Sotomayor’s staff has often prodded public institutions that have hosted the justice to buy her memoir or children’s books, works that have earned her at least $3.7 million since she joined the court in 2009. Details of those events, largely out of public view, were obtained by The Associated Press through more than 100 open records requests to public institutions. The resulting tens of thousands of pages of documents offer a rare look at Sotomayor and her fellow justices beyond their official duties.
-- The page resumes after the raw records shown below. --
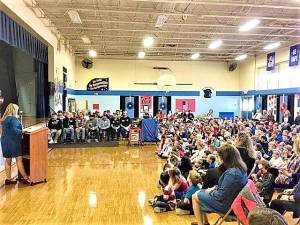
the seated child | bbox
[159,163,173,188]
[148,185,176,213]
[178,152,193,178]
[169,167,189,199]
[176,170,201,215]
[202,154,216,169]
[256,160,278,204]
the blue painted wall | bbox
[171,96,241,117]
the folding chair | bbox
[247,163,257,179]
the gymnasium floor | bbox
[0,146,296,225]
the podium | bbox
[19,125,48,184]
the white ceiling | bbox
[27,0,300,61]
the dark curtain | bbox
[0,11,48,63]
[0,41,18,115]
[0,11,49,117]
[153,96,158,116]
[120,96,126,112]
[35,60,50,118]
In her case, the documents reveal repeated examples of taxpayer-funded court staff performing tasks for the justice’s book ventures, which workers in other branches of government are barred from doing. But when it comes to promoting her literary career, Sotomayor is free to do what other government officials cannot because the Supreme Court does not have a formal code of conduct, leaving the nine justices to largely write and enforce their own rules.
“This is one of the most basic tenets of ethics laws that protects taxpayer dollars from misuse,” said Kedric Payne, a former deputy chief counsel at the Office of Congressional Ethics and current general counsel for the Campaign Legal Center, a nonpartisan government watchdog group in Washington. “The problem at the Supreme Court is there’s no one there to say whether this is wrong.”